Была ранняя весна, стояла чудесная погода, процессию встречали толпы людей. Всю зиму страна прожила в мире, народ любил нового короля и с готовностью выражал свою любовь. Но постепенно энтузиазм стал убывать. Люди привыкли, что предыдущий повелитель Эдуард охотно откликался на их приветствия, а размахивать шляпами и выкрикивать слова любви и преданности при приближении человека, который едва замечал их, было неприятно. Длинная процессия медленно продвигалась вперёд – стучали копыта, скрипели колёса обозных телег. Люди смотрели им вслед и, разочарованные, расходились по домам.

– Что же, чёрт возьми, его терзает, – пробормотал как-то Эштон, когда Ричард в очередной раз, едва дождавшись конца ужина, удалился в свои покои. Анна вообще не появилась. Путешествие сильно утомляло её, она выпила всего лишь немного вина перед тем, как отойти ко сну.

Удивлённый, Перси лишь пожал своими могучими плечами:

– А Бог его знает – ну, может, ещё и Филипп Ловел. – Он подбросил яблоко, поймал его остриём ножа и принялся срезать кожуру. – Сэр Джеймс, если у вас есть дела к королю, сегодня вечером его лучше не беспокоить.

Тайрел в этот момент говорил что-то привратнику, посматривая на лестницу, которая вела на второй этаж. Услышав слова Перси, он повернул к нему своё смуглое, бесстрастное лицо.

– Это насчёт лошадей на завтра, сэр Роберт. Её Величество устала и велела, чтобы подали носилки. Поскольку это нарушает порядок прохождения процессии, королю нужно знать.

– О Боже правый, и вы собираетесь беспокоить его по таким пустякам? Да у него же целый двор на то существует. Поговорите с Ловелом, если уж сами не можете решить такую сложную проблему.

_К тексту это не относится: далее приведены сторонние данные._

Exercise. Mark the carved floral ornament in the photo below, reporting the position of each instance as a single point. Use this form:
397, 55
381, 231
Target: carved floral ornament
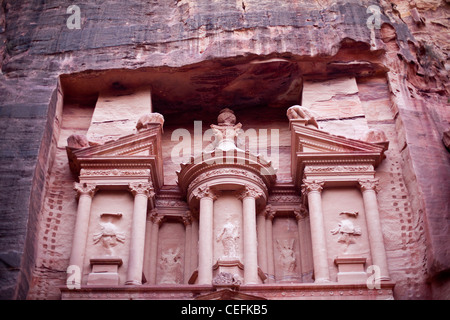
249, 191
85, 188
205, 191
227, 171
312, 186
142, 188
115, 172
369, 184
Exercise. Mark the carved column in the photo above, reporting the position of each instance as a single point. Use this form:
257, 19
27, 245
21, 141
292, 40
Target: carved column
300, 215
141, 192
248, 197
194, 246
157, 220
205, 242
187, 221
369, 192
262, 243
270, 214
85, 193
313, 190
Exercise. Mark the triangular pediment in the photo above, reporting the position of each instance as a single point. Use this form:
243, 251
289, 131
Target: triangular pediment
144, 143
136, 155
228, 294
312, 140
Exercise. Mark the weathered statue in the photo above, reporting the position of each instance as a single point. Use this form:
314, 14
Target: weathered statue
347, 230
301, 113
170, 262
146, 120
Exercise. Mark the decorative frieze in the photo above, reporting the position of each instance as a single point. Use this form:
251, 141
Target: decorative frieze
205, 191
114, 172
312, 186
338, 169
238, 173
85, 188
369, 184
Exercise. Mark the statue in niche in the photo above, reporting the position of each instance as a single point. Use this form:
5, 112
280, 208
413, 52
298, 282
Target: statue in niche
109, 236
226, 131
347, 230
229, 238
287, 255
170, 263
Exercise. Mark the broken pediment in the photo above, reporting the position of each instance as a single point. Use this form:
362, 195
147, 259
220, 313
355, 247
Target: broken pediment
318, 153
133, 157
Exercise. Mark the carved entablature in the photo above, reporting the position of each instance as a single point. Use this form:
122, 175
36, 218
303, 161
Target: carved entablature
318, 155
226, 168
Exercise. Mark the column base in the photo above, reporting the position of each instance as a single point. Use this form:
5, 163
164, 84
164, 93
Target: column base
133, 283
351, 269
104, 271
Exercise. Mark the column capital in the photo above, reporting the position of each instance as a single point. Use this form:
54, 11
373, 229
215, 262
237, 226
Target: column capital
270, 212
155, 217
312, 185
249, 191
301, 212
85, 188
142, 188
187, 218
205, 192
369, 184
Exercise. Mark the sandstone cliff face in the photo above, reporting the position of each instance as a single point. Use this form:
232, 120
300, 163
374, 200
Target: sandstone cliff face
408, 57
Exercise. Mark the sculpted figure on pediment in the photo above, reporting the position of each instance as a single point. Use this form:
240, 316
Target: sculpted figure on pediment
301, 113
170, 264
109, 237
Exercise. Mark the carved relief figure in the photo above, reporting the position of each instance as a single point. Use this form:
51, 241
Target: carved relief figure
301, 113
229, 238
287, 255
109, 237
346, 230
170, 263
226, 131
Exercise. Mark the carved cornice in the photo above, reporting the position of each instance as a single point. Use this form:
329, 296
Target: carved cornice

Не делая ни малейшей попытки скрыть своё презрение, Перси продолжал чистить яблоко. Тайрел исподлобья взглянул на Эштона, подбрасывавшего монетку, и что-то мелькнуло в его неподвижных глазах. Он медленно произнёс:

– Сэр Филипп Ловел начал мне действовать на нервы. По какому праву он стоит между королём и рыцарями-телохранителями? Какую должность он занимает, какие услуги оказывает, чтобы его ставили выше всех нас?

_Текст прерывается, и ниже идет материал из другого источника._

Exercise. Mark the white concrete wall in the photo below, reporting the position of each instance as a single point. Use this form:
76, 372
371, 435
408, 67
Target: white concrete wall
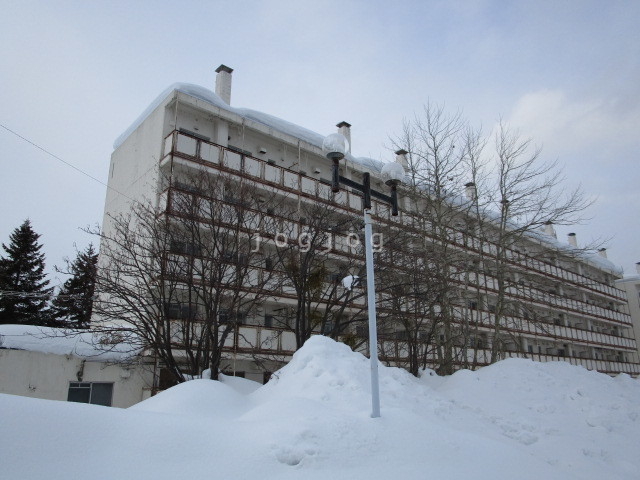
47, 376
631, 285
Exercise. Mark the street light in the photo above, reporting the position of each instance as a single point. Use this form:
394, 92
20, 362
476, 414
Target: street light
335, 147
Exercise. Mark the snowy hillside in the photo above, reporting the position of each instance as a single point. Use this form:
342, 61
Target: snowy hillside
514, 420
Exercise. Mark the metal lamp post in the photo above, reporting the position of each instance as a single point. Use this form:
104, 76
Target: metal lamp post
335, 147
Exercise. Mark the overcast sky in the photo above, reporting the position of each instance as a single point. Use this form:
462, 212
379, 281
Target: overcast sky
75, 75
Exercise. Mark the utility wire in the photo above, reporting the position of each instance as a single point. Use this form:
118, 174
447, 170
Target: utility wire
64, 161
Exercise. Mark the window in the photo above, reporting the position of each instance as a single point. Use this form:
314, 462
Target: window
95, 393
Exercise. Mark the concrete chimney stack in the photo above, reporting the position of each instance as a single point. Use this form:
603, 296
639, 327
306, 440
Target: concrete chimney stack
223, 83
401, 158
344, 128
549, 230
470, 191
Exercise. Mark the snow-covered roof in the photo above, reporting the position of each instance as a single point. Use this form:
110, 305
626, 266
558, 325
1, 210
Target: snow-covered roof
58, 341
316, 140
278, 124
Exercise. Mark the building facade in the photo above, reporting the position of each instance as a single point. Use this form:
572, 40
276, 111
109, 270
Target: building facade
570, 308
631, 285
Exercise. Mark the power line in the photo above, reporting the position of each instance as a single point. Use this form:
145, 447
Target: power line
64, 161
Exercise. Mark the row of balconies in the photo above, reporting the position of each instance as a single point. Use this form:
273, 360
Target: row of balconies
191, 147
211, 153
271, 341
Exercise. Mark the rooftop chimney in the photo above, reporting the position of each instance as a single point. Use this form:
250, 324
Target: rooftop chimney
223, 83
549, 230
470, 191
401, 158
344, 128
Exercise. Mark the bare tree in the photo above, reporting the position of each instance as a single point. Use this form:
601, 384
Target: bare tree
436, 156
527, 193
318, 248
179, 279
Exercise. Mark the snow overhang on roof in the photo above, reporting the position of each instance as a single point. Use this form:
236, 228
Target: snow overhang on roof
295, 131
316, 139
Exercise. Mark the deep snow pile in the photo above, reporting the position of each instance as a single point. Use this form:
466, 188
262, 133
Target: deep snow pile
514, 420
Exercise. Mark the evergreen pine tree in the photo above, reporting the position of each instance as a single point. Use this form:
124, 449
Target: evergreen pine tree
73, 304
23, 289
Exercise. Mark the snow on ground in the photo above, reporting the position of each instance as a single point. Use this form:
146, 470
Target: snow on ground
514, 420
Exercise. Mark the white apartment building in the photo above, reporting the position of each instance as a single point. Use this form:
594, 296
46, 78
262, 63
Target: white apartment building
631, 285
580, 313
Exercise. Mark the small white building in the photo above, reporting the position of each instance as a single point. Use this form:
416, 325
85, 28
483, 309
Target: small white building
55, 364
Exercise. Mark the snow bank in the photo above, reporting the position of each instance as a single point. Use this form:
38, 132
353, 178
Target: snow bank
514, 420
59, 341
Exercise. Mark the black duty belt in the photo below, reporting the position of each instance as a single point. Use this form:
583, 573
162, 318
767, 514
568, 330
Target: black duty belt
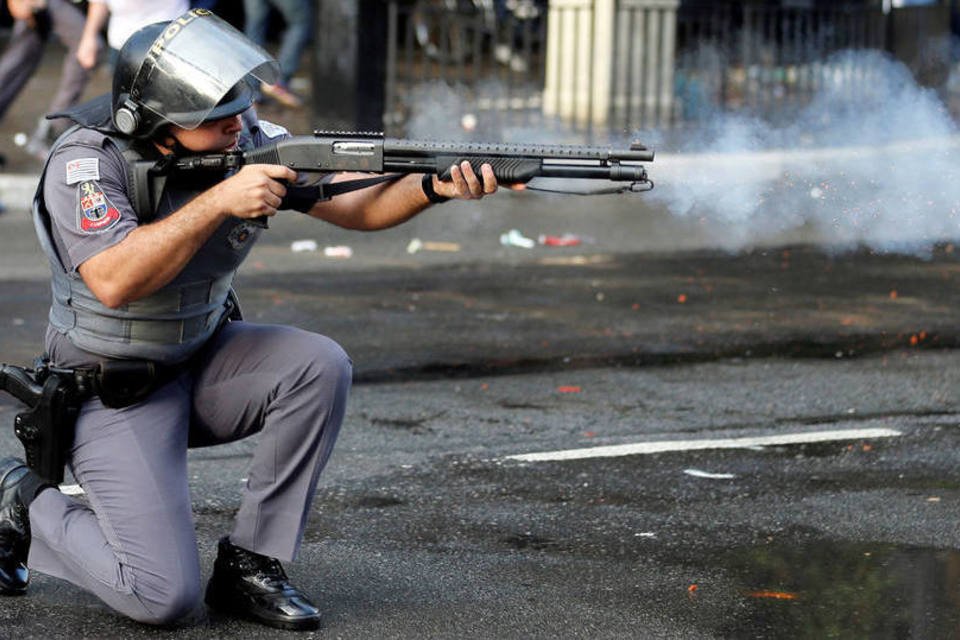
121, 383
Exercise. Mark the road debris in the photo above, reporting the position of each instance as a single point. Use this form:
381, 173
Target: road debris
514, 238
340, 251
416, 245
299, 246
565, 240
773, 595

Наступило гробовое молчание. Тайрел всегда считался чудаком, над которым не подшучивал только ленивый. Если бы сейчас в зале вдруг рухнула колонна или заговорила мебель, это, наверное, не привлекло бы такого внимания присутствующих, как монолог Тайрела. Мужчины, сидевшие неподалёку, прервали беседу и прислушались. Перси с окаменевшим лицом встретил яростный взгляд Тайрела.

– У Филиппа есть одно прекрасное достоинство, Тайрел: он не навязывается, когда его не хотят видеть. Вам бы следовало у него поучиться. Что касается должности, у него есть то, чего он сам захотел. И всем нам прекрасно известно, что в любой момент он, опять-таки если захочет, может подняться на любую высоту. В общем, Тайрел, я поискал бы другого недруга, если вам так уж хочется угодить королю.

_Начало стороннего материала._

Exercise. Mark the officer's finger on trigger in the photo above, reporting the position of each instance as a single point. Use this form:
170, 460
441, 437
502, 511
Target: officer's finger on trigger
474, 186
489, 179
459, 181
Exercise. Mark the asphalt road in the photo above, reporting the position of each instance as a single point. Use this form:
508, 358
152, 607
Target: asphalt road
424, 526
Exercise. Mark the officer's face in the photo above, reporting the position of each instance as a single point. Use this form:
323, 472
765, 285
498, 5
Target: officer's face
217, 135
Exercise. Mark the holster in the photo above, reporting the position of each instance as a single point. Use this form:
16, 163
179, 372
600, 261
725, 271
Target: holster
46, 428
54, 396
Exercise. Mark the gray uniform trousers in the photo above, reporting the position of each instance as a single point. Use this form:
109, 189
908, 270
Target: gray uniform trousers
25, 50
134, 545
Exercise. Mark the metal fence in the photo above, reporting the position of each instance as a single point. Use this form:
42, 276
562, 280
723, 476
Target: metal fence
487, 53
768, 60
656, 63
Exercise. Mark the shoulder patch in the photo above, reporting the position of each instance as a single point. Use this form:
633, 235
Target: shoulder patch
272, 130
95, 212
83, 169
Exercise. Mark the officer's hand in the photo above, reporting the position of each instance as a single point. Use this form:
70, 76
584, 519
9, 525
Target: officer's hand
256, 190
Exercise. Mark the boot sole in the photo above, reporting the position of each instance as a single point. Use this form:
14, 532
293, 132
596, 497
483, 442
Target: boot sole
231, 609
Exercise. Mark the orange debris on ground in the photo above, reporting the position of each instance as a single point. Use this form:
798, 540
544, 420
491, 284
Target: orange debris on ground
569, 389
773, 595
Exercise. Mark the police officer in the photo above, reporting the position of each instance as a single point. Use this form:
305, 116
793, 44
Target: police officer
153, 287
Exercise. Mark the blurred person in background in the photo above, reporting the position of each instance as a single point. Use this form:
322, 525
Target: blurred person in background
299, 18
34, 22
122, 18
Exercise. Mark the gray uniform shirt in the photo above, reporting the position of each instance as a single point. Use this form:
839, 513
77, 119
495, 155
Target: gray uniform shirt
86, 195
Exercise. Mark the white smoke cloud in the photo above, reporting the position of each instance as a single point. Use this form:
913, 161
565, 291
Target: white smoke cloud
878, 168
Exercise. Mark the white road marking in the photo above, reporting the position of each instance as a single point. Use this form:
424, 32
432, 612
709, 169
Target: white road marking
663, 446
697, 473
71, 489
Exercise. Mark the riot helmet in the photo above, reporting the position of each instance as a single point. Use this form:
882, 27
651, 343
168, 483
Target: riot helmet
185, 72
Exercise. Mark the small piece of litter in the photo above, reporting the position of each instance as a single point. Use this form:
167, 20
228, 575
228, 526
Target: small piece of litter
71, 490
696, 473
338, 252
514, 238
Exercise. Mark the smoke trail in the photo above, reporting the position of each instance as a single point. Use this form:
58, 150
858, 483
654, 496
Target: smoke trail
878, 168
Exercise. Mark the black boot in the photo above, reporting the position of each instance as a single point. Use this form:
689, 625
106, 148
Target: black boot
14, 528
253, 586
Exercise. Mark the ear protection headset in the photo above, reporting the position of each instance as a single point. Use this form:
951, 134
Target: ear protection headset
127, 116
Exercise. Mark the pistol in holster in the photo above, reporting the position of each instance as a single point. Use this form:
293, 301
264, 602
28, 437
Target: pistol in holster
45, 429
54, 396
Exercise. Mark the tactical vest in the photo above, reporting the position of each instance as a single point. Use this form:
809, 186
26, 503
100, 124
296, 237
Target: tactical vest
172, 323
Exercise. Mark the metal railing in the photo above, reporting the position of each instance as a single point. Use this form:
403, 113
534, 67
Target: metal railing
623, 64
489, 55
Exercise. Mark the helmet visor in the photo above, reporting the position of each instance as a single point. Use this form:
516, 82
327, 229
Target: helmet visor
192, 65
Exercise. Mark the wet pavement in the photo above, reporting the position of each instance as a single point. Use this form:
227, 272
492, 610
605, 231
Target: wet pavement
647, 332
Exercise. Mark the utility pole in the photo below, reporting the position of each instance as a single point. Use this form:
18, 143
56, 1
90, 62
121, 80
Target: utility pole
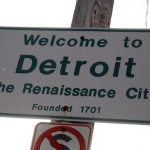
91, 14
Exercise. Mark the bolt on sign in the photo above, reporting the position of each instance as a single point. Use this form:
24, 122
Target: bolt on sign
75, 74
62, 136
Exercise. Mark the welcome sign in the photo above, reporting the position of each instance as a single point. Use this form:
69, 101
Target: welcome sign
77, 74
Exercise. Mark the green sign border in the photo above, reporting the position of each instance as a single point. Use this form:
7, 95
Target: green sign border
84, 119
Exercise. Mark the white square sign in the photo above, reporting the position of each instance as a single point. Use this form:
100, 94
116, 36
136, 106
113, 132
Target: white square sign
62, 136
75, 74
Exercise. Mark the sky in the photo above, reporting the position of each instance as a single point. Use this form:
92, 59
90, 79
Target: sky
15, 133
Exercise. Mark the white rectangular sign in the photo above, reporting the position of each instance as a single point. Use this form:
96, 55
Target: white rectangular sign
77, 74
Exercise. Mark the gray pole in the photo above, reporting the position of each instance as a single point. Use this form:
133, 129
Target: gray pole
93, 13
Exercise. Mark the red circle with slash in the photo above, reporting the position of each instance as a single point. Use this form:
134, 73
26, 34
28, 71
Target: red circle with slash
47, 135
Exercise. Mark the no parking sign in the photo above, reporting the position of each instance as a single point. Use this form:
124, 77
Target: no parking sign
60, 136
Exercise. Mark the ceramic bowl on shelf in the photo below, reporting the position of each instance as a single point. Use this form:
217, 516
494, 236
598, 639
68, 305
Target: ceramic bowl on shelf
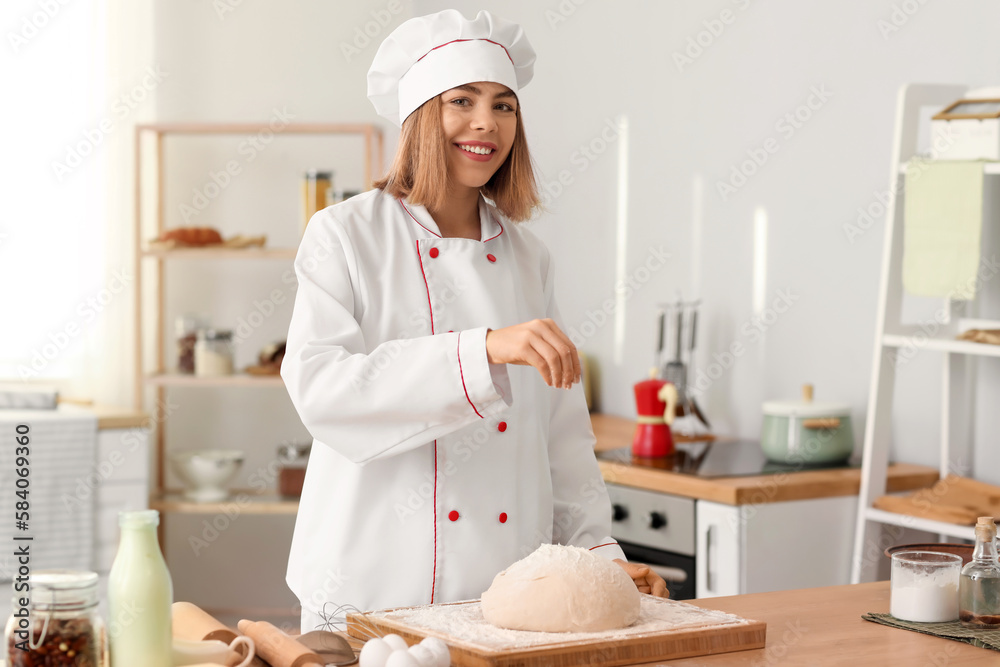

– Другие тоже неплохо служат Его Величеству, ещё и получше Ловела, да только не говорят об этом на каждом углу и не лезут на глаза, выпрашивая награду. И я не нуждаюсь ни в вашем совете, ни тем более в совете Филиппа Ловела, как мне лучше услужить королю.

У Тайрела от злости и напряжения даже челюсть заходила ходуном. Он напоминал загнанного быка – голова была опущена, он весь трясся от ярости. Перси постепенно бледнел, хотел было подойти к нему, но тут вмешался Рэтклиф.

– За их плечами давняя дружба, Тайрел, – сказал он спокойно. – Роб всего лишь имел в виду, что Филипп понимает Его Величество лучше других.

Казалось, что Тайрел вот-вот расхохочется. Он откинул назад голову, губы его искривились. Но в последний момент он овладел собой, резко повернулся и быстрыми шагами вышел из зала.

– Совсем спятил, – пробормотал Эштон, откидываясь на спинку стула. – Спорим, Роб, – чёт-нечет, – что и года не пройдёт, как он окажется там, где ему и полагается быть.

Перси щёлкнул пальцами, принял от подбежавшего пажа флягу с вином и подбросил монетку.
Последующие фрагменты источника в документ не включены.